Charlotte farmer using hydroponics to grow nutrient-dense veggies

Thomas Andollina-Mueller is a farmer, but not the kind most people would envision.

There’s no soil involved, or sunlight, on his farm. He doesn’t depend on a good rain to soak his crops. He doesn’t have acres of rows to hoe.

Instead, his farm is housed in a decades-old cinderblock warehouse on 24th Street in Charlotte, sandwiched between a battery store and an abandoned brick warehouse. The uptown skyline is visible from the building’s top front step.

Andollina-Mueller is part-owner of Lila’s Garden, a hydroponic garden that set up shop in July to grow fresh, nutrient-dense vegetables for nearby communities.

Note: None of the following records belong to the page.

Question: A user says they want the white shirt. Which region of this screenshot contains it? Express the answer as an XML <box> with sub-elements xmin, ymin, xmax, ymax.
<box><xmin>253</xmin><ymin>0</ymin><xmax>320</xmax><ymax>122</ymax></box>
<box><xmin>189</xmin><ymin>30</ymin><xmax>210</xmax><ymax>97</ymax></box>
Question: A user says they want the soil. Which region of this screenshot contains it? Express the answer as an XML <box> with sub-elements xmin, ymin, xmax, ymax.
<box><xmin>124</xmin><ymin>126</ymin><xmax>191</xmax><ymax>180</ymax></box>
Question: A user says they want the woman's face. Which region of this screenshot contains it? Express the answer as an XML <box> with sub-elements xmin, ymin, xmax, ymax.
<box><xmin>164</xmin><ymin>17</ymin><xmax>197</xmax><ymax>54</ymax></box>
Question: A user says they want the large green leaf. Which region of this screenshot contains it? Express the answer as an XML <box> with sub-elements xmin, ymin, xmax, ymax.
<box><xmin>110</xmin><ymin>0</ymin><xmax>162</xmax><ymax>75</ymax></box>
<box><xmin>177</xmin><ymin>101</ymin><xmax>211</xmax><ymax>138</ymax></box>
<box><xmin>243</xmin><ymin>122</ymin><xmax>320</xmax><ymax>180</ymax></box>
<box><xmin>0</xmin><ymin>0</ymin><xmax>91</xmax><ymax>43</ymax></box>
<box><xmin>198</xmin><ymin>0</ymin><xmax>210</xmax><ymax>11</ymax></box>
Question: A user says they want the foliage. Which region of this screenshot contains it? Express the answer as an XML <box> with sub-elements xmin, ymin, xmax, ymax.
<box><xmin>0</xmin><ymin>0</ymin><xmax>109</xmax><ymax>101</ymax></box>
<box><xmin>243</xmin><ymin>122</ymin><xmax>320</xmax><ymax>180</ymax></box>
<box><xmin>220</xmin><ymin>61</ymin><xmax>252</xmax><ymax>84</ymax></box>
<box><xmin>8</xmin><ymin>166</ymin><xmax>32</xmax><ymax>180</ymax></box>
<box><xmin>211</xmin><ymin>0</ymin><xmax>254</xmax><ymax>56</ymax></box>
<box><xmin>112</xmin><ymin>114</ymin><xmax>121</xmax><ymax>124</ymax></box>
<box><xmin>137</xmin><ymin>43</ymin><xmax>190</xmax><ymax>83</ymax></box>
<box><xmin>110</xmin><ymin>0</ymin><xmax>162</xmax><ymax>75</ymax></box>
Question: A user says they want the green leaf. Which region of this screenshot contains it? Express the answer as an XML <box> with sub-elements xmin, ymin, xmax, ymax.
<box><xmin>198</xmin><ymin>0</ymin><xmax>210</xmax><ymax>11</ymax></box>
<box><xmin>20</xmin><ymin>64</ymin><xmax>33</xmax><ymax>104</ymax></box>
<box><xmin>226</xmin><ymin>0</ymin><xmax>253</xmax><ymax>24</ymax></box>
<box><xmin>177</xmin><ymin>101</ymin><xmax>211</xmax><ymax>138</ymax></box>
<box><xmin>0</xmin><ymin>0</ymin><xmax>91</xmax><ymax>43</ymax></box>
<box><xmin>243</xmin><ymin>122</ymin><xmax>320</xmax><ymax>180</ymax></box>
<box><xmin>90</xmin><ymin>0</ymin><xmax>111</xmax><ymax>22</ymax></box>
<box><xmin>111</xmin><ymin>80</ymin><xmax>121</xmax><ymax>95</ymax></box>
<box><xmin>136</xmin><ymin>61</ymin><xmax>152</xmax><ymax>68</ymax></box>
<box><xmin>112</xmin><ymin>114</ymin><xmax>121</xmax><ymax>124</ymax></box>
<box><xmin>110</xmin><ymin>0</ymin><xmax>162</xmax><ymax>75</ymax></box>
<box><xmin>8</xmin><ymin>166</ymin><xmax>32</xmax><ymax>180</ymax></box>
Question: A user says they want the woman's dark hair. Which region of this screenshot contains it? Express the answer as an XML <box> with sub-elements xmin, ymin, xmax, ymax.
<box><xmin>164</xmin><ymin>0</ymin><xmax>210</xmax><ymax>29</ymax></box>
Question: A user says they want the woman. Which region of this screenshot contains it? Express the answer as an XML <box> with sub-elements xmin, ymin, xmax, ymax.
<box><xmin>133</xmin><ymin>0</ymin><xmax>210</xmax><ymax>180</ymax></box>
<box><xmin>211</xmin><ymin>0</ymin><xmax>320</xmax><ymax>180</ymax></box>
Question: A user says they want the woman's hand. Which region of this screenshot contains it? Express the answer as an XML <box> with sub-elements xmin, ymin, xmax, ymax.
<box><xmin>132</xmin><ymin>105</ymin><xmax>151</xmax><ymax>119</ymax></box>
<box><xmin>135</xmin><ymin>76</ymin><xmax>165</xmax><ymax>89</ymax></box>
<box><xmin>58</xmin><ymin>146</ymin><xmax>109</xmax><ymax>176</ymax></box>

“We believe in more local delivery of food, because that is really where the goodness of food is being captured,” he said. “We want to shorten the food chain.”

Most experts agree that crops grown elsewhere and trucked across the country lose a portion of their nutrients in transit. The more quickly the produce goes from field to table, the better.

But it’s not just closer proximity Lila’s Garden hopes to achieve: It’s a return to the more nutritionally dense food of the past.

According to a University of Texas at Austin study published in the Journal of the American College of Nutrition, food today pales in comparison to the vitamin and mineral content of foods from 50-plus years ago.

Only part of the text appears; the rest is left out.